Mise il pane accanto a sé, riprese a cucire e dalla gioia faceva punti sempre più lunghi. Nel frattempo l’odore della marmellata era salito su per la parete fino ad arrivare a un nugolo di mosche che si precipitarono giù. Ma il piccolo sarto ogni tanto si voltava a guardare il pane, e così scoprì le intruse. “Olà” esclamò “chi vi ha invitato?” e le cacciò via. Ma le mosche, che non capivano la lingua, non si lasciarono respingere e tornarono ancora più numerose. Il piccolo sarto perse la pazienza, prese un pezzo di stoffa dalla sua cassetta e: “Aspettate, ve la darò io!” e giù colpi. Quando la smise e contò, ben sette mosche gli giacevano davanti morte stecchite.

“Sei così bravo?” disse ammirato fra sé e sé. “Deve saperlo tutta la città.” E in fretta e furia si tagliò una cintura, la cucì e vi ricamò sopra a grandi lettere: “Sette in un colpo!”. “macché‚ città!” proseguì “tutto il mondo lo deve sapere!” E il cuore gli balzava di gioia come un codino d’agnello. Poi si legò la cintura intorno alla vita e frugò per tutta la casa se non ci fosse nulla da portarsi via, poiché‚ voleva andarsene per il mondo. Ma in casa trovò solamente un vecchio formaggio e se lo cacciò in tasca. Davanti alla porta con un colpo di fortuna acchiappò un uccello che andò a tenere compagnia al formaggio.
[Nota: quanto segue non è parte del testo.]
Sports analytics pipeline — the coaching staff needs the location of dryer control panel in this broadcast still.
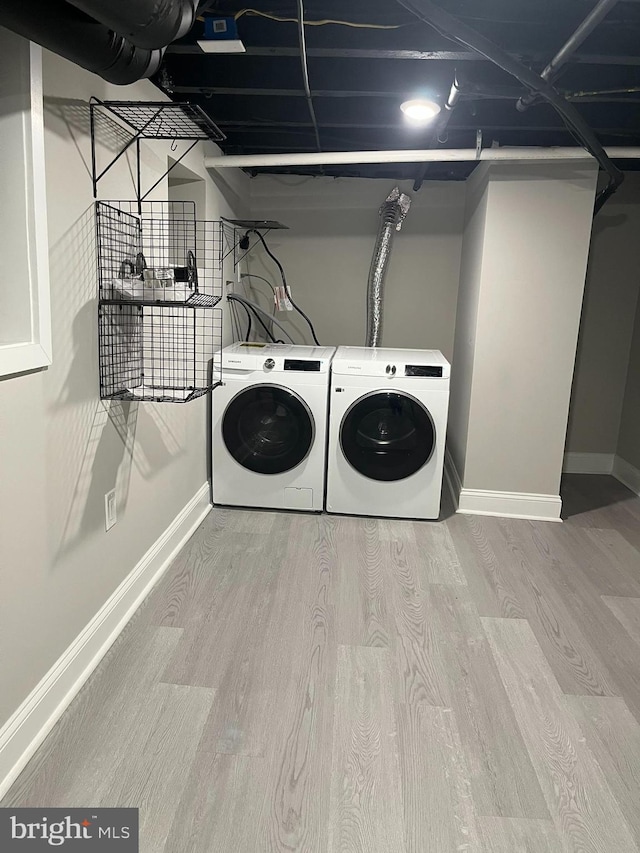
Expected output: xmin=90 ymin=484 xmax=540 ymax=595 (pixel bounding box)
xmin=284 ymin=358 xmax=321 ymax=373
Poi prese la strada fra le gambe e salì su di un’alta montagna, e quando ne ebbe raggiunto la cima ecco là seduto un gran gigante. “Ehilà, camerata!” disse il piccolo sarto al gigante “te ne stai qui seduto a guardarti il mondo? Io pure mi sono incamminato per provare le mie forze. Hai voglia di venire con me?” Il gigante lo guardò e disse: “Tu, essere miserabile!”. “Proprio!” disse il piccolo sarto, si sbottonò la giacca e mostrò al gigante la cintura: “Qui puoi leggere che uomo sono”. Il gigante lesse. “Sette in un colpo!” pensò che si trattasse di uomini uccisi e incominciò ad avere un po’ di rispetto per il piccolo sarto. Ma prima volle metterlo alla prova: prese in mano una pietra e la strinse fino a farne gocciolare fuori dell’acqua. “Adesso fallo tu” disse il gigante “se ne hai la forza.” “Tutto qui?” disse il piccolo sarto. “Lo so fare anch’io.” Mise la mano in tasca, tirò fuori il formaggio guasto e lo spremette tanto che ne sgorgò il succo. “E’ ancor meglio, non è vero?” disse. Il gigante non sapeva che dire, e non poteva credere che quell’omino fosse capace di tanto. Raccolse allora una pietra e la gettò così in alto che si stentava a vederla. “Adesso, anatroccolo, fallo anche tu” disse al piccolo sarto. “Subito” rispose questi. “Il tuo tiro era buono, ma la pietra ha pure dovuto ricadere a terra; adesso te ne lancerò io una, che non tornerà.” Mise la mano in tasca, prese l’uccello e lo lanciò in aria. L’uccello, felice di essere libero, salì e volò via. “Ti piace il tiro, camerata?” domandò il sarto.